Things were running slower than the other days. For last few days, database was consuming about 50% CPU on avg. But today, it was 70-80% and overall response time had been increased. But we did not do any changes in database recently.

I looked at AWR, ASH reports - ran my custom queries... everything were very confusing. Queries were taking longer time than previous. I was looking here and there... in the middle of the night, brain was functioning slowly.

Finally, after 15-20 min, to verify if we had statistics correct, I ran the following script -

SET SERVEROUT ON;


DECLARE
ObjList DBMS_STATS.ObjectTab;
BEGIN
DBMS_STATS.GATHER_SCHEMA_STATS(ownname=>'PROD', objlist=>ObjList, options=>'LIST STALE');
FOR i IN ObjList.FIRST..ObjList.LAST
LOOP
DBMS_OUTPUT.PUT_LINE(ObjList(i).ObjName || ' - ' || ObjList(i).ObjType || ' ' || ObjList(i).partname);
END LOOP;
END;
/

What I saw, was not very expected, there were about 75 tables with outdated statistics!

I started collecting statistics table by table - the important ones first. Server load gradually decreased. Quickly, I collected stats with no histogram and 50% sample size - for us, big sample size works better.
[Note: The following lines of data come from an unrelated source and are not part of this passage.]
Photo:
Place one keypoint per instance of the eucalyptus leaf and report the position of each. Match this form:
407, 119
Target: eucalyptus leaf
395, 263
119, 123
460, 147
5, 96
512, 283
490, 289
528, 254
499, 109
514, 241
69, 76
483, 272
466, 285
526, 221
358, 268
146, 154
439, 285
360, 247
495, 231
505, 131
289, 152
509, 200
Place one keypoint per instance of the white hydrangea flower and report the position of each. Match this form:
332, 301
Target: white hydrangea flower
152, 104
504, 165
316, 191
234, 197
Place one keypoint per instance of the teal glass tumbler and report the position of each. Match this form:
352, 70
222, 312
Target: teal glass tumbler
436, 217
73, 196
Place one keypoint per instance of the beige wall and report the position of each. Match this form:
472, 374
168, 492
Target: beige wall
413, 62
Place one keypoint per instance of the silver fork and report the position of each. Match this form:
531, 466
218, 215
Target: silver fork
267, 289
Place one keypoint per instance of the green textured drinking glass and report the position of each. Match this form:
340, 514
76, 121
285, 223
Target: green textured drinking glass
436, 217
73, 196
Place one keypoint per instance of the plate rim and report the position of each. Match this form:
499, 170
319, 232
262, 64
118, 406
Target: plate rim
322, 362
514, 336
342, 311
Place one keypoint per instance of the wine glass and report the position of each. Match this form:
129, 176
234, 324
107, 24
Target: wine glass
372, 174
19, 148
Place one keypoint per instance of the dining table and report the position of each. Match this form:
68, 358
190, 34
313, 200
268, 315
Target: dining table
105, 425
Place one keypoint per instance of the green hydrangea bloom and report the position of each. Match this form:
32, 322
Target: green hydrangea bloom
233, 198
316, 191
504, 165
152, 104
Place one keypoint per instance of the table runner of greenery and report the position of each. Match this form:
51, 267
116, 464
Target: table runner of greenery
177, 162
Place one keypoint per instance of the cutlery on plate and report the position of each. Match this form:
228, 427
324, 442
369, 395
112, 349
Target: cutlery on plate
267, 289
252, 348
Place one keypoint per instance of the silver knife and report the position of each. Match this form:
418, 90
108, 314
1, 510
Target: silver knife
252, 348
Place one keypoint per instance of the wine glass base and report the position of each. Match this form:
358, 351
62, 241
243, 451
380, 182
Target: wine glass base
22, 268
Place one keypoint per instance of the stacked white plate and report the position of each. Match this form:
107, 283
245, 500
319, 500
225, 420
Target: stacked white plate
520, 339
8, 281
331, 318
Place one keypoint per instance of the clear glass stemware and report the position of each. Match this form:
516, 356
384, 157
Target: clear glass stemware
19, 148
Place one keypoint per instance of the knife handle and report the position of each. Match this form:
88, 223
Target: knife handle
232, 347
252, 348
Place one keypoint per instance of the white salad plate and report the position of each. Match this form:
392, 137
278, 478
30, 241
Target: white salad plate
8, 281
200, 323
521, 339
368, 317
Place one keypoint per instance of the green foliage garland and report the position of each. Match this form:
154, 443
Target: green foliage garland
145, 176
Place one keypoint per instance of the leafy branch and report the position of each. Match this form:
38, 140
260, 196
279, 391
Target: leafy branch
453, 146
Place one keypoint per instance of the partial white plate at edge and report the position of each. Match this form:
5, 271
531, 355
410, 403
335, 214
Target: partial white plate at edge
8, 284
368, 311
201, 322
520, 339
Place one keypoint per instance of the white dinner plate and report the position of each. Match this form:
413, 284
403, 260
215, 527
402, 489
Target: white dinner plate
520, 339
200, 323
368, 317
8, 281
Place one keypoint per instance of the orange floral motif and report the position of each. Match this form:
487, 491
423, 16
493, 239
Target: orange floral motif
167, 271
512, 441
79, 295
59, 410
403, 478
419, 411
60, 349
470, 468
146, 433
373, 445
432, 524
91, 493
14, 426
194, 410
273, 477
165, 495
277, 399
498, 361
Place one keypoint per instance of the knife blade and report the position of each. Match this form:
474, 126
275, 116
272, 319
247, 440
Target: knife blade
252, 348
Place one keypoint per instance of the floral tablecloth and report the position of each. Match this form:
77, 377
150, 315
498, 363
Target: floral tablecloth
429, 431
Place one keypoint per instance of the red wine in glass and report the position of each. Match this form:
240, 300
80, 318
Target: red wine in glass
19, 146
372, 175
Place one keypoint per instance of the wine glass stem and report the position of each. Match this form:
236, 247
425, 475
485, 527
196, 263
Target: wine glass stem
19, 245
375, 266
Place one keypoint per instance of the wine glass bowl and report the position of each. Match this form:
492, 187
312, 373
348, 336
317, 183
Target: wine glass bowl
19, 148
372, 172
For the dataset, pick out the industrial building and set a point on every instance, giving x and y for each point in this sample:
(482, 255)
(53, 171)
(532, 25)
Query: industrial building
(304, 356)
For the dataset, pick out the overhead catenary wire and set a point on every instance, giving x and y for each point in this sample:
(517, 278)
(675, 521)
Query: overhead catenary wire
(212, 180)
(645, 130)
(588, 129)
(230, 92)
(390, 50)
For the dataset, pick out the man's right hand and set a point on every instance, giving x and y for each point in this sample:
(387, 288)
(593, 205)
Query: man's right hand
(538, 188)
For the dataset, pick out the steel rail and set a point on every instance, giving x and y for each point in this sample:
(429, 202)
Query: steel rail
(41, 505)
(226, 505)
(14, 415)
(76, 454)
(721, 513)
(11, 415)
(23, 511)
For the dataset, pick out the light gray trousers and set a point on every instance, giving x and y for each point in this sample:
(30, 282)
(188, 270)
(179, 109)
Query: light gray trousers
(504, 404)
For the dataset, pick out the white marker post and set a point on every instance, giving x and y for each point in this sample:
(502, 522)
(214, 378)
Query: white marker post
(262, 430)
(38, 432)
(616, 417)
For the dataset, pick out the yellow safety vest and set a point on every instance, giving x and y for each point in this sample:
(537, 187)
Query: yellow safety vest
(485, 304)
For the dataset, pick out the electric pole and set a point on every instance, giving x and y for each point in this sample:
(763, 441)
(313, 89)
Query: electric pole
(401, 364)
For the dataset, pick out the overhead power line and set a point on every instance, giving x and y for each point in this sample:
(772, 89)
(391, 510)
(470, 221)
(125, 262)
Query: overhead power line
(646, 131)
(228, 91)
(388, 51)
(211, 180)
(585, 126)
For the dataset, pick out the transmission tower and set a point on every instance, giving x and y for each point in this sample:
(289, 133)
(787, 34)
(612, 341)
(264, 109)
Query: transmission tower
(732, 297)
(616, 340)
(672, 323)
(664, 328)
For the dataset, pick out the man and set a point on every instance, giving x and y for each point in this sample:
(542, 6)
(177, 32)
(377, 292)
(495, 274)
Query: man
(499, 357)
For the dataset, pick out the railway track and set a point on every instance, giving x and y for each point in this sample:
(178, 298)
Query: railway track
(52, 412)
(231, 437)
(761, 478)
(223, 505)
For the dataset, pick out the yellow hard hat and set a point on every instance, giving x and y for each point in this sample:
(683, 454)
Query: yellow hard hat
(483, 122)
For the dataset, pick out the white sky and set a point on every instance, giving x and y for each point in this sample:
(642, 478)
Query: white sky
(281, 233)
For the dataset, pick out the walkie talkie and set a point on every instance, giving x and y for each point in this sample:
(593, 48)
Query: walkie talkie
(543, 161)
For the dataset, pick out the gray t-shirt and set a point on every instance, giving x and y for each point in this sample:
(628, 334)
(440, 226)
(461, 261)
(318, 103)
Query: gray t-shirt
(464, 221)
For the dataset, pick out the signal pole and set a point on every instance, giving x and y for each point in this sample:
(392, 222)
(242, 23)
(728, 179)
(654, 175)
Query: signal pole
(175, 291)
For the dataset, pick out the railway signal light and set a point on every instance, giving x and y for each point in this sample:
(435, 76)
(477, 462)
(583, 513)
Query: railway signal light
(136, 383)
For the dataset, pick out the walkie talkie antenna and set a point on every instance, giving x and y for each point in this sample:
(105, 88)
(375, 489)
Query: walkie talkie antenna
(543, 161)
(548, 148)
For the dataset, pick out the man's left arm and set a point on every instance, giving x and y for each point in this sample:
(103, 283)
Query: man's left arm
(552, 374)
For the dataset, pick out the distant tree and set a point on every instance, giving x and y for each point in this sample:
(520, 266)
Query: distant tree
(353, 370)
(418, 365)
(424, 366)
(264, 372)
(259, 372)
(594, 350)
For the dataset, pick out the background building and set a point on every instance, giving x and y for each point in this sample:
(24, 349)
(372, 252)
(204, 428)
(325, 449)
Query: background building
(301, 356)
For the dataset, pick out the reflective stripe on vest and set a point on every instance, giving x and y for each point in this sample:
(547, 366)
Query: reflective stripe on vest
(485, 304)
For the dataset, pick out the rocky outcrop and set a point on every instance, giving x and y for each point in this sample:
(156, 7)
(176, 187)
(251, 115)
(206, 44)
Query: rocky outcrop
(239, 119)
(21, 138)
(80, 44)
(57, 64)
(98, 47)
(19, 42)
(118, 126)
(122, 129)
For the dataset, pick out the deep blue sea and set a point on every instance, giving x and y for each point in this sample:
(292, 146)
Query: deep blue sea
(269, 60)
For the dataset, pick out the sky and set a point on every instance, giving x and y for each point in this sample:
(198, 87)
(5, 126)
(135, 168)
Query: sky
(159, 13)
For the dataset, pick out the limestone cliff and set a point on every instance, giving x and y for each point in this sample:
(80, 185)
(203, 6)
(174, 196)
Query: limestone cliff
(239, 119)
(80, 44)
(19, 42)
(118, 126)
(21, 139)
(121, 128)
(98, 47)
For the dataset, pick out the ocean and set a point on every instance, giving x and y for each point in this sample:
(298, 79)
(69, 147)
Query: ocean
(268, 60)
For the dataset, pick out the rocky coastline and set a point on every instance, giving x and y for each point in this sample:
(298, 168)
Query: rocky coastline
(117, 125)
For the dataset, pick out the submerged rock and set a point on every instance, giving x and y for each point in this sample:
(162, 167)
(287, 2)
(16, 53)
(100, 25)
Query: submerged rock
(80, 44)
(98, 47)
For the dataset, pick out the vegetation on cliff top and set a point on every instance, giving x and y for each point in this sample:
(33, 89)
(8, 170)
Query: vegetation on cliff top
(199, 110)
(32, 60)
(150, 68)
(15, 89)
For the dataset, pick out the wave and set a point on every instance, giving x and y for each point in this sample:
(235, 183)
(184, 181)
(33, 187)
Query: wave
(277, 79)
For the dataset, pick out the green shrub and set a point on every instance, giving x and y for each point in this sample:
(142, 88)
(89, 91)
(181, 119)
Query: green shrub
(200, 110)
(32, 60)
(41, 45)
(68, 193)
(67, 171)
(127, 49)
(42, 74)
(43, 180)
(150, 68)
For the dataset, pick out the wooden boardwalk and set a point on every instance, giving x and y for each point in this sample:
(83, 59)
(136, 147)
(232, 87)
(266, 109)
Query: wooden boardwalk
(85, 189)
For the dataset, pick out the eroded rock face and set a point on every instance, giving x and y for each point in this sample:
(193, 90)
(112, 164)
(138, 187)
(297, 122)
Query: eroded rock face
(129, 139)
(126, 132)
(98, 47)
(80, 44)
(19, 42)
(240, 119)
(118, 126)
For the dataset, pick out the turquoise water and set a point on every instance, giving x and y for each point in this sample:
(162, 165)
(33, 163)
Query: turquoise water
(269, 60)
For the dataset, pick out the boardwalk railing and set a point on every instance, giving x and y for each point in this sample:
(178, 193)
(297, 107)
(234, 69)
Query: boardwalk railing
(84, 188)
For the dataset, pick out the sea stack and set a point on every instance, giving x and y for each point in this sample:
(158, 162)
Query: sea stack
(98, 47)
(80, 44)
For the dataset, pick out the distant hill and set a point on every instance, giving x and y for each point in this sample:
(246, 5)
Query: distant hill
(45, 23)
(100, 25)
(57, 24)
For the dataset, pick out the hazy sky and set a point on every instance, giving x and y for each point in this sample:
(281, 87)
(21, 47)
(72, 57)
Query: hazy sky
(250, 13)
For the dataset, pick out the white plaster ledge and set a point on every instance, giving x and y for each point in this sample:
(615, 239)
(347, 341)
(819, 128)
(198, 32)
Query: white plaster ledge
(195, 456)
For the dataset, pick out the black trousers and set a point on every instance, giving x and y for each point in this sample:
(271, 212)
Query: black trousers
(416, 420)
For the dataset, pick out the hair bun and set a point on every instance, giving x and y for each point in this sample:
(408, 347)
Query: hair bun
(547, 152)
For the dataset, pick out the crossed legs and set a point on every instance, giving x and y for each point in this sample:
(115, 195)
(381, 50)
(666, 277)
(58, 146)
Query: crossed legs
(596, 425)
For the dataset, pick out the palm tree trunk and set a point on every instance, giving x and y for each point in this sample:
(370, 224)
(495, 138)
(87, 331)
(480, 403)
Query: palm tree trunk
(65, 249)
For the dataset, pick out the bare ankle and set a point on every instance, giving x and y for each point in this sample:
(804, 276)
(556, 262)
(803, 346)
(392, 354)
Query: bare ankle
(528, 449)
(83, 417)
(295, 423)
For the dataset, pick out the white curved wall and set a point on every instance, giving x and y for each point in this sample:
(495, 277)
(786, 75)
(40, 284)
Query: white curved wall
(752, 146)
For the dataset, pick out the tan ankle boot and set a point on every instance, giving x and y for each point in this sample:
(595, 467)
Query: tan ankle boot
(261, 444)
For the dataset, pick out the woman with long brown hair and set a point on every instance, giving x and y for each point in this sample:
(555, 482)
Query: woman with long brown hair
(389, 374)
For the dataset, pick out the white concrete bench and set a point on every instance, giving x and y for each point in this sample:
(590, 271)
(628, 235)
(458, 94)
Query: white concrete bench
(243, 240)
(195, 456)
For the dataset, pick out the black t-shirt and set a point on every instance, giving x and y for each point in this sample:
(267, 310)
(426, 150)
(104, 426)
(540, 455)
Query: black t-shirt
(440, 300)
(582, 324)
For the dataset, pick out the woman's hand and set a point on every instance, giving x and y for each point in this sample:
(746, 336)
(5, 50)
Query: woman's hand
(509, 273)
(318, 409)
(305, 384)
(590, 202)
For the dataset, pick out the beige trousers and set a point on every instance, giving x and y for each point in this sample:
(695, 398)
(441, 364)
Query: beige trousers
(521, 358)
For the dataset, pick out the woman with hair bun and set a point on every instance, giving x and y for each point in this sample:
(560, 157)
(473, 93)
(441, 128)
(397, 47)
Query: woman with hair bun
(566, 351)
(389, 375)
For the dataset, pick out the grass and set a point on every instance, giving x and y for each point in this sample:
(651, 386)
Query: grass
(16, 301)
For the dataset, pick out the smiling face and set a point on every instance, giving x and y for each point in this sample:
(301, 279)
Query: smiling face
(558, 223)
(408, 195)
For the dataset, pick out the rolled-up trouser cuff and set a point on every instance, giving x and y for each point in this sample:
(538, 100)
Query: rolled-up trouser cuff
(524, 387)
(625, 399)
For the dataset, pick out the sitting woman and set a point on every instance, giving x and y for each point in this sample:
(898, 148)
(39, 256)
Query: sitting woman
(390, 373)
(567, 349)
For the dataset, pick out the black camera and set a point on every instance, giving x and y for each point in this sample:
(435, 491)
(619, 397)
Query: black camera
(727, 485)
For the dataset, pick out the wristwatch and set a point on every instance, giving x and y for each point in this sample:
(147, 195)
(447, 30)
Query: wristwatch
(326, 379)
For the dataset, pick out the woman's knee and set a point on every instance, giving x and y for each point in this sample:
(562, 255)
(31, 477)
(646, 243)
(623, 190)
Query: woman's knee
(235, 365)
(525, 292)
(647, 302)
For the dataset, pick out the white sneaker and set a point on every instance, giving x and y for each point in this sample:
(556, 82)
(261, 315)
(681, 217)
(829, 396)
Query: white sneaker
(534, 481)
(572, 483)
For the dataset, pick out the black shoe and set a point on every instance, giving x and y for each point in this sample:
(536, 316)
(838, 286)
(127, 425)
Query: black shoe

SQL> exec dbms_stats.gather_table_stats(ownname=>'PROD',tabname=>'USER', cascade=>true, degree=>2, estimate_percent=>50, method_opt=>'FOR  ALL COLUMNS SIZE 1');


It took about 2.5 hours to collect stats for about 150 tables. Another sleepless night!


What happened?

Statistics had been collected with the default dbms scheduler jobs with 1 day interval by weekday maintenance window. The sample size was also low - 5% only. Those were not very appropriate for us in these days. Tables were becoming stale quite frequently.